Saturday, September 5, 2009

Anorexics + My heart break coping mechanism.

I heard the most disgusting thing the other day, my friend told me about a few girls at my school who have begun starving themselves to lose weight. This topic of discussion arose because I mentioned a noticeable loss of weight in one of the girls, to which my friend informed me of her "effective" diet regime. I couldn't believe it. I am so disgusted by the prospect of people STARVING themselves to achieve weight loss. I can barely look at her now. 
I just find it so damn frustrating that there are some people out there who are so stupid and naive, that instead of developing a healthy eating plan, combined with exercise, they eat NOTHING! Hoping to lose a few kgs!
Look: Is it really worth it??
IT IS SO BAD FOR YOU! AND, you end up looking disgusting! It affects your physical appearance in terms of skin complexion, hair, teeth etc. It is awful to feeling a constant hunger, and have it be so intense, ALL THE TIME. If affects your sleep because you're so hungry, it affects your concentration because your brain can't function properly without adequate fuel, your muscles don't work properly because you have a severe lack of energy.
Not to mention that usually, it makes you look bloated because your stomach has no food to digest.
Also, i have never in my entire life met a guy who finds girls that thin attractive at all. Most of them, in fact will proudly admit that they love a bit of booty/curve to a woman!
When you go on diets such as these, or other ridiculous plans where you change your eating habits for a certain amount of time to lose a bit of weight, what people fail to realize is that the second you start eating normally again, you'll gain all the weight back on! That is why it is so important to simply eat a healthy balanced diet with food from all the different food groups, incorporated with regular exercise and you will be a happy, healthy being.
I know what i'd rather choose... obviously.
Another girl my friend told me about, I was so, SO disappointed to hear that she wasn't eating, because she's always been such a beautiful, confident girl who's so sure of herself and "doesn't care what other people think"... Well obviously she does.
I think my school need to make a bigger deal about this type of thing. It's generally just "swept under the carpet" and not dealt with, when during teen years, it is absolutely paramount that this issue is addressed.
I intend to see the Deputy Principle about it and ask them to somehow address this and see if we can't get a message through the heads of those stupid and naive enough to believe that the healthy way to be is by not feeding themselves.
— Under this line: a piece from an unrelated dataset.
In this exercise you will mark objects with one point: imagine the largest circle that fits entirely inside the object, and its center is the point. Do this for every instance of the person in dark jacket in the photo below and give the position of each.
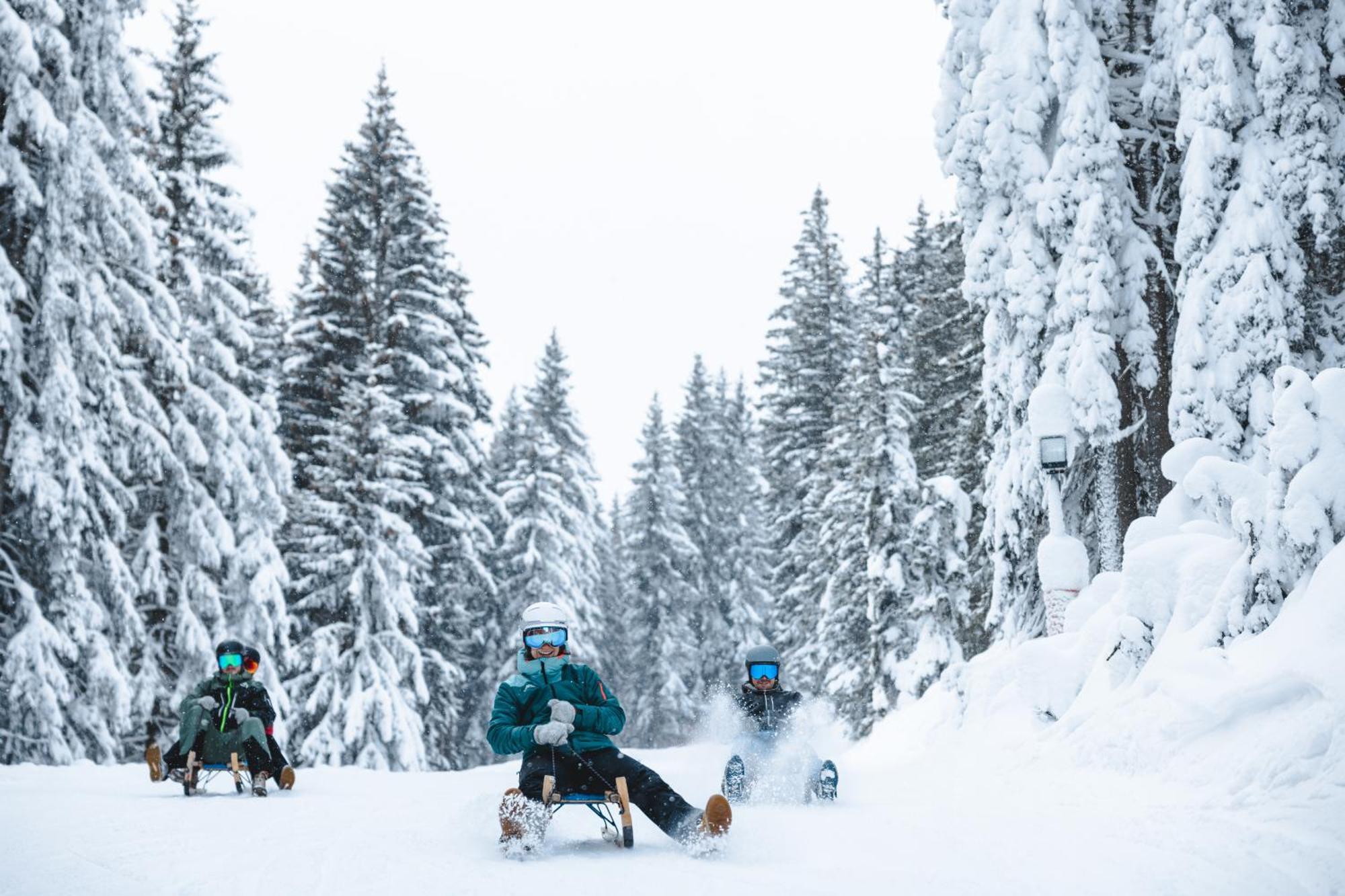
(219, 719)
(280, 770)
(770, 712)
(562, 716)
Anyway, on to my next point which is that of my coping mechanisms when I'm upset... which i was rather a little while ago.
It seems funny to me that over the last couple of months, i seemed to have developed a new technique to help me deal with grief/heart break etc. Instead of curling up in a little ball and bawling my eyes out like I use to or binge drinking for a week like a mate of mine use to, I set fitness goals.
I sit there, more determined than ever, and set a bunch of goals and start planning the actions i will need to help them become a success. I spose it just gives me something to concentrate all my energy on... Stops me from becoming a hermit or something. I'm quite glad that this is how i react now. it kinda gives all the bad shit a silver lining..
Here's the list i wrote out about half an hour ago when I was very very upset, it's kinda like my fitness bucket list:


1. Start doing weights regularly at the gym.
2. Take up boxing.
3. Learn to surf.
4. Do yoga everyday for at least 30 minutes.
5. Win school x-country one year.
6. Scuba dive.
7. Run a half marathon.
8. Run a full marathon.
9. Do a triathlon
10. At some stage in my life, become a yoga instructor.
11. Become a black belt in martial arts/martial arts expert.


Having these long-term goals to work towards helps me stay focused and think of the positive. It gives me a genuine reason to get out of bed when all i want to do is curl up and cry.
I run a lot when i'm sad. It helps me run out all the pain.. I just run until i can't run anymore and my chest feels like it's about to burst, and my knees feel like they're going to snap and my body is so covered in sweat, it feels as though i've been drained of all liquid.
That is the best therapy for me. I truly helps me cope with shit.


What helps you deal with emotional strain?
What would you have on your bucket list?